Why HR should embrace tough love

Sometimes, the kindest thing to do is to tell employees the harsh truth – even if they don’t want to hear it

Why HR should embrace tough love

HR professionals should embrace tough love and never miss an opportunity to tell employees the harsh truth – that’s the advice from one top leadership coach who says it’s the kinder thing to do in the long run.

“The best way for HR to serve everybody within the organisation – from junior staff to the CEO – is to be authentic, to be real, to be approachable and to focus on the things that really matter,” says executive advisor Karen Gately.

“That’s why I never rob people of the opportunity to understand the truth – if I can deliver some tough love and give them real insight to how their thinking or their behaviour is influencing their career, then I’ll do it and I see that as being in service to them as well as the organisation.”

Gately, who was formerly the HR head at investment giant Vanguard, says it’s not in anyone’s best interest to give them a false perception of their worth or ability.
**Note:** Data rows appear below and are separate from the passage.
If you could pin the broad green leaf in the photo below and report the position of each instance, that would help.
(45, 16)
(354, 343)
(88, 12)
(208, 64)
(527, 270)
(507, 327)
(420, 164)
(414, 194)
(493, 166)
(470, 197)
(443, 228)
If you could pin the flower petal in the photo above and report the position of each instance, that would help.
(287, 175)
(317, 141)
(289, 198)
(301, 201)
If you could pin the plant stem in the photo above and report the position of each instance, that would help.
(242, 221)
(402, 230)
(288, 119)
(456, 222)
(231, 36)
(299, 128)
“If they don’t know something is wrong – either with their behaviour or their capability – then they can’t take steps to change and the organisation can’t extract value,” she tells HRD. “It’s kinder to tell someone their reality so they can actually do something about it.”
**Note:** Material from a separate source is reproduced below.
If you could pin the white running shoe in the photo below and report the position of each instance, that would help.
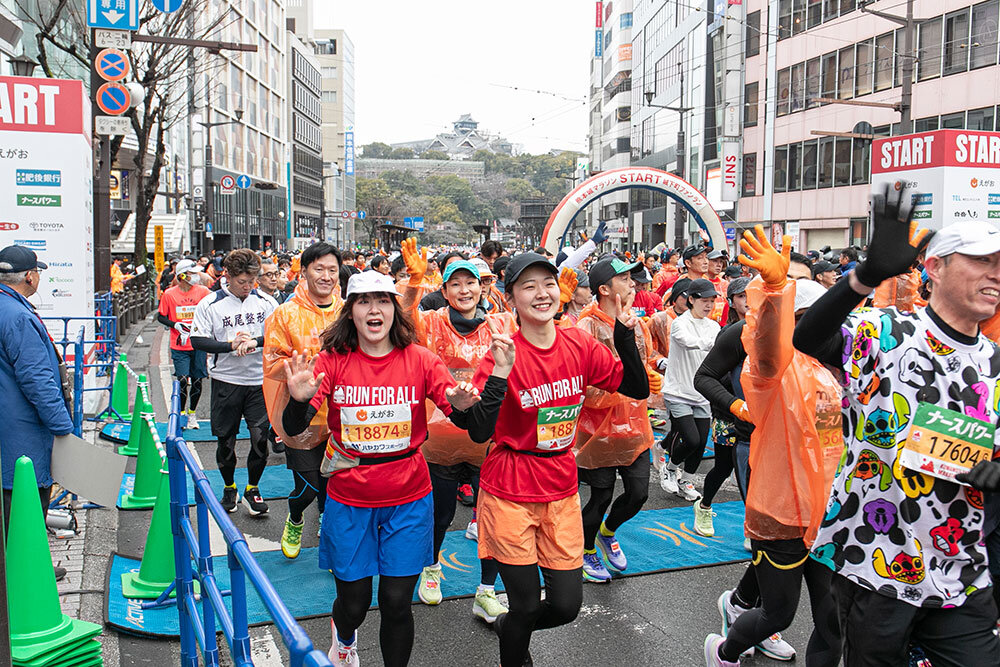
(668, 480)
While the conversation will ultimately be difficult, Gately says employees prefer to be told the truth and kept in the loop rather than suddenly being told they’re in serious trouble.
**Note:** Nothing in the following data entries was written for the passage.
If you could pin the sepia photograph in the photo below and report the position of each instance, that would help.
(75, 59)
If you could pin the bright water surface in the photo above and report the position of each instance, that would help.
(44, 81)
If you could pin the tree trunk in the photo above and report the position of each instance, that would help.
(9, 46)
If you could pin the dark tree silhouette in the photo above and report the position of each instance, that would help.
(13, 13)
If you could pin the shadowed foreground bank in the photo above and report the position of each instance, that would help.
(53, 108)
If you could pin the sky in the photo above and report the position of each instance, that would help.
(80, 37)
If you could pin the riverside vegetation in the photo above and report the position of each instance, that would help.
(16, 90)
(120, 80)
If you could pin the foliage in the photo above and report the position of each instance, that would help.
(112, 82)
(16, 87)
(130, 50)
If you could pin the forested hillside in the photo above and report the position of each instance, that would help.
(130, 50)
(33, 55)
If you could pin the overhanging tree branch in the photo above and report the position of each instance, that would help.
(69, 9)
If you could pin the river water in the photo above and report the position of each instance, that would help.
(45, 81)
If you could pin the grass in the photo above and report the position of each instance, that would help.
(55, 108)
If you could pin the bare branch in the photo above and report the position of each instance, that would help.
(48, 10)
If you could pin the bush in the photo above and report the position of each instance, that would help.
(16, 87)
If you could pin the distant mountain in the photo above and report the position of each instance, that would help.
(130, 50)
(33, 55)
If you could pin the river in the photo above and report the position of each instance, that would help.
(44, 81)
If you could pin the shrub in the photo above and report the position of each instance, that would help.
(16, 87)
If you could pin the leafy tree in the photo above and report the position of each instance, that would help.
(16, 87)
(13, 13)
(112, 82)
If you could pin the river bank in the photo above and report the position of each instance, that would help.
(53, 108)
“People do not appreciate being blindsided or being taken by surprise,” she says. “They’ll feel ripped off if you fail to tell them the truth then suddenly want to hold them accountable.”

Being honest with employees – in both the good times and bad – also fosters a relationship of trust between leaders and staff.

“An employee is not going to trust me if I only ever tell them the good news and only ever tell them what’s going right,” says Gately. “If I’m privy to the fact that they’re doing their boss’ head in, and I haven’t bothered telling them that, they’re not as likely to trust me.

“If you are consistently fair, consistently commercial, consistently focused on the collective good, then people will respect that and they’ll trust you,” she continues. “So that ability to have a tough love conversation is fundamental because you can’t influence anybody if they don’t trust you.”